Wait…what? Elaine? No shit. I’d worked with her about four years ago when I’d tried to get sober early in my relapse. Huh.
I don’t know what made me get up when they asked at the end of the meeting if anyone wanted a white chip. I had no intentions whatsoever of doing that. God is doing for us what we could not do for ourselves. Elaine saw me. She came right up to me after the meeting.
“Do you remember me?” I asked sheepishly.

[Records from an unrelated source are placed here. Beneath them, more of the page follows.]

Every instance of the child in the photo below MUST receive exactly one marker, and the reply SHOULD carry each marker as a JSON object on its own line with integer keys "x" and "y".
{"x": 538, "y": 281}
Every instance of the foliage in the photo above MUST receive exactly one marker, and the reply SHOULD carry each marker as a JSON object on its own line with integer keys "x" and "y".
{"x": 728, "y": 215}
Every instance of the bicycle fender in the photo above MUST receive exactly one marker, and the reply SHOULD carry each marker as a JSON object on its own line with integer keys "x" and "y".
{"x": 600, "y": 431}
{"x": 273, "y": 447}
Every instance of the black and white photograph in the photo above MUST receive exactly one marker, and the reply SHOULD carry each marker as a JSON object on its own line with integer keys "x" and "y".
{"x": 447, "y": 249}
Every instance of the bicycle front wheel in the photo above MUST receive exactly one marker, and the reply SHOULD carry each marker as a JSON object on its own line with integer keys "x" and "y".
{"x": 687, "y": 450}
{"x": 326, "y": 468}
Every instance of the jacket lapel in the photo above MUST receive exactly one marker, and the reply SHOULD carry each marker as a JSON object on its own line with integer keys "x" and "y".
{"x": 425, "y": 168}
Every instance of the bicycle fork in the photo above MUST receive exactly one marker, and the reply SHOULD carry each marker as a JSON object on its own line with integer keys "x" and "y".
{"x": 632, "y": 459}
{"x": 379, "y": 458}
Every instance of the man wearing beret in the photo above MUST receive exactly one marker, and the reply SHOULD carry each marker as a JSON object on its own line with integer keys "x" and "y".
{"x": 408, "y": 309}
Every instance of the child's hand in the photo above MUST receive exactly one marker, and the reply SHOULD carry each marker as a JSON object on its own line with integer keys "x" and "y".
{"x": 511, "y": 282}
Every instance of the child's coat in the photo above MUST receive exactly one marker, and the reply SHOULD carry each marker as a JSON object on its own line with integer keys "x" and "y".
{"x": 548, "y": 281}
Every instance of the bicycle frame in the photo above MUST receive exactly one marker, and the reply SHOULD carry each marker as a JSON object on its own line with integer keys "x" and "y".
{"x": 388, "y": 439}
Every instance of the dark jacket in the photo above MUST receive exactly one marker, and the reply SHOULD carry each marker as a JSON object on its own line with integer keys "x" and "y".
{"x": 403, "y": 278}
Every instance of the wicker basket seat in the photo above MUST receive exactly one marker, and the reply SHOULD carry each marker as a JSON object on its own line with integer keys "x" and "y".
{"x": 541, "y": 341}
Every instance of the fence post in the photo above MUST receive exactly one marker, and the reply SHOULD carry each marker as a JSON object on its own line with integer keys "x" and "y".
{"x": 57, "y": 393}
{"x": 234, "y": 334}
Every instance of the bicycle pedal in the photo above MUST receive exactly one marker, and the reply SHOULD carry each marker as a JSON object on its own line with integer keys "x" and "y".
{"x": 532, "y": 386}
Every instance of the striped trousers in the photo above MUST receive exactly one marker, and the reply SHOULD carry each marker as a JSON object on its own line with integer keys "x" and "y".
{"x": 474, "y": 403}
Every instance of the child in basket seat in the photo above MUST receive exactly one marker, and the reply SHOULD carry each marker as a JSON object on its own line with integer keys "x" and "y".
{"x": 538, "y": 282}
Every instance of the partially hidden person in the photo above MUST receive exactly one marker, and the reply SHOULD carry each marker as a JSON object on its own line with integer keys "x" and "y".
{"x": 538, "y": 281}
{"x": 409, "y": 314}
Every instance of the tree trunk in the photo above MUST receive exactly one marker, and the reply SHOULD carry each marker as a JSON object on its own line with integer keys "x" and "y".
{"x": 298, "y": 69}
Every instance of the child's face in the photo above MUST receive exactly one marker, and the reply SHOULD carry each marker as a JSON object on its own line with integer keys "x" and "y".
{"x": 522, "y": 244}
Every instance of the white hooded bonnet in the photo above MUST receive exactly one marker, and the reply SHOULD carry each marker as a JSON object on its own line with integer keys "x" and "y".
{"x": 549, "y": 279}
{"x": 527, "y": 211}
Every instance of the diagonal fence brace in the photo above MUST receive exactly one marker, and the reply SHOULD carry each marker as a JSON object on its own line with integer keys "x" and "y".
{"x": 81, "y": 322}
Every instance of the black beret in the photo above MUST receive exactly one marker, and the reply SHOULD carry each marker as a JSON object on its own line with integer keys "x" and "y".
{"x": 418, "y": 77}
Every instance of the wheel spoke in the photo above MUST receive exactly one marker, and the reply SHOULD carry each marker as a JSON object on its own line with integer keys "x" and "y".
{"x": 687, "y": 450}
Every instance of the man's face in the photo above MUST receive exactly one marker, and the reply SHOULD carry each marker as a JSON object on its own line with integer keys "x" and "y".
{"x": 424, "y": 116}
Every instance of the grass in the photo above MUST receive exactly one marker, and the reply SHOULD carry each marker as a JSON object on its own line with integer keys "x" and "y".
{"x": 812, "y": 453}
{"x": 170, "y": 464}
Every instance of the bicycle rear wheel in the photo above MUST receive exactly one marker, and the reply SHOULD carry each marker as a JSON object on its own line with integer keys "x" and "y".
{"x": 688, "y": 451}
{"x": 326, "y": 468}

“Of course I remember you,” she said. “Do you need a sponsor?” Man, she wasn’t messing around.
“Uhh…” How was I going to get out of this one?
She pulled out a card, wrote her cell phone number on the back. “What time do you leave for work in the mornings?”
“Seven-thirty.”
“You call me at 7.”
Elaine became my sponsor and took me through the steps. I wanted what she had, so I was willing to do whatever she had done to get it. My desire to drink was removed from that very first day — January 17, 2006. God is doing for us what we could not do for ourselves.
Are these extravagant promises? We think not.
* - Names are changed to protect anonymity.